Notes sur la conférence d’Hamit BOZARSLAN (historien à l’EHESS)

Dans le cadre des Mises à feu organisées par Catherine Videlaine
à l’Auberge des Idées à Villejuif
Vendredi 22 janvier 2016 à 20h

La dissolution des sociétés impériales autour de la Première Guerre mondiale

Quatre angles d’attaque permettent d’interpréter ce qu’a représenté l’irruption de la Première Guerre Mondiale sur la scène européenne et internationale :

1. 1930 : la position présentée par Freud

Dans Malaise dans la culture, publié en 1930, Freud, à la suite de son expérience de la guerre de 14 et de la montée des fascismes, étend aux questions de civilisation le conflit entre Eros et Thanatos (pulsion de vie et pulsion de mort) mis en évidence au niveau psychologique dans Au-delà du principe de plaisir en 1920. Il analyse la relation étroite entre la tendance à se rassembler, à créer du commun, et la tendance à se détruire, corrélatives l’une de l’autre.

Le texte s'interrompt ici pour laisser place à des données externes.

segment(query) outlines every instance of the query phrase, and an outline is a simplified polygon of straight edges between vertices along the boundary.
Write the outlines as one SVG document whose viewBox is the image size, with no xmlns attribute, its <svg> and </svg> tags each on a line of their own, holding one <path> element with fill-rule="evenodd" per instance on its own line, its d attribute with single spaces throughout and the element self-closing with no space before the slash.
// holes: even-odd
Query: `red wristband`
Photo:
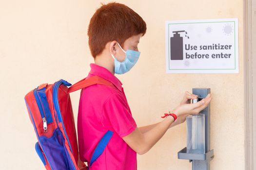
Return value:
<svg viewBox="0 0 256 170">
<path fill-rule="evenodd" d="M 161 118 L 166 118 L 167 117 L 167 116 L 172 116 L 173 118 L 174 119 L 174 121 L 176 120 L 176 119 L 177 119 L 177 116 L 174 114 L 174 113 L 170 113 L 170 112 L 169 112 L 169 114 L 167 114 L 166 113 L 164 113 L 164 116 L 161 116 Z"/>
</svg>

2. 1648 : le Traité de Westphalie

Le Traité de Westphalie fait suite aux guerres de religion : il fait obligation à chaque État de pacifier son espace. Mais dans le même temps, et pour cette raison même, il lui donne le droit de faire la guerre.
Les Etats deviennent les uniques acteurs légitimes de l’histoire. Et de ce fait, la guerre est définie non plus comme un meurtre, mais comme un droit des États : on tue l’idée d’une Europe internationaliste. Et de ce fait, les sociétés sont privées de leur capacité d’exister elles-mêmes, de produire leur propre droit, indépendamment de leur relation à un État.
C’est l’abandon de l’utopie impériale : la fragmentation européenne est reconnue comme légitime.

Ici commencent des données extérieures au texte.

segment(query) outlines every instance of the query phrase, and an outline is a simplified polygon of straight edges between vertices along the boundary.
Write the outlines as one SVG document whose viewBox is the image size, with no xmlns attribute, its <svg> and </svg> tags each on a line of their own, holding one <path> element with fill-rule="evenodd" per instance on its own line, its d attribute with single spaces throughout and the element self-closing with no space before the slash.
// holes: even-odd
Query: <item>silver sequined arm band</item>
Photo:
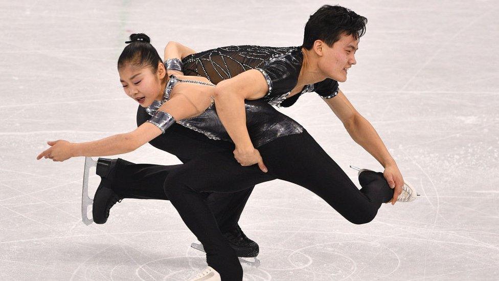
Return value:
<svg viewBox="0 0 499 281">
<path fill-rule="evenodd" d="M 336 96 L 336 95 L 338 95 L 338 92 L 339 91 L 339 88 L 336 88 L 336 91 L 333 92 L 331 95 L 329 95 L 329 96 L 326 96 L 325 97 L 321 96 L 321 97 L 324 99 L 330 99 L 331 98 L 334 98 L 334 97 Z"/>
<path fill-rule="evenodd" d="M 165 67 L 167 70 L 176 70 L 182 72 L 184 65 L 182 61 L 178 58 L 170 58 L 165 60 Z"/>
<path fill-rule="evenodd" d="M 165 131 L 170 126 L 175 123 L 175 118 L 169 113 L 163 111 L 158 111 L 147 122 L 154 124 L 160 128 L 161 132 L 165 134 Z"/>
</svg>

3. 1792 : la Révolution française

La période qui suit 1792 est post-machiavélienne : Machiavel, dans Le Prince (écrit en 1513 et publié en 1532) conseillait au monarque d’armer son peuple et non de le désarmer. Il appelait à une alliance entre le Prince et les sujets : une cité armée peut se défendre par elle-même.
Les généraux de la période révolutionnaire sont du côté de la contre-révolution : il faut donc faire l’armée à partir du peuple. C’est ce que Tocqueville appellera la « guerre démocratique ». L’idée sera reprise par Halévy, Toynbee et François Furet.
C’était déjà le modèle de la Guerre du Péloponnèse au Vème siècle av. JC, telle que la rapporte Thucydide : un engagement des citoyens, une obligation d’aller au combat.
Mais la guerre s’arrête avant la victoire, ce qui est considéré comme une trahison, et non pas comme une défaite : la défaite devient honteuse.

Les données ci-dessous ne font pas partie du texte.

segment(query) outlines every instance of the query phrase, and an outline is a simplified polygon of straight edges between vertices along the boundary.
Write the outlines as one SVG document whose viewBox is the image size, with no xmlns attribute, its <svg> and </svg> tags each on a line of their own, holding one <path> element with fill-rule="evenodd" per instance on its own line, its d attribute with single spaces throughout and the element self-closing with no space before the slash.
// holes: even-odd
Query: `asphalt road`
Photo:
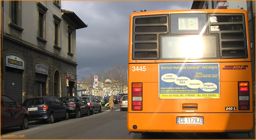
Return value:
<svg viewBox="0 0 256 140">
<path fill-rule="evenodd" d="M 142 135 L 132 133 L 127 128 L 127 111 L 121 111 L 120 104 L 114 110 L 106 108 L 80 118 L 70 117 L 67 120 L 56 120 L 52 124 L 30 122 L 29 129 L 19 127 L 1 130 L 1 139 L 253 139 L 255 130 L 248 133 L 219 134 L 194 133 L 150 133 Z M 19 138 L 18 137 L 22 137 Z"/>
</svg>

4. 1870 : les effets du darwinisme social

Le Congrès de Vienne en 1815 a engagé une pacification de l’Europe, après les guerres napoléoniennes. Mais Engels, collaborateur de Marx, écrit en 1895 :
« S’il y a une nouvelle guerre, elle fera des millions de morts ».
Et l’historien Georges Mosse parlera en 1999 d’une « brutalisation des sociétés européennes ».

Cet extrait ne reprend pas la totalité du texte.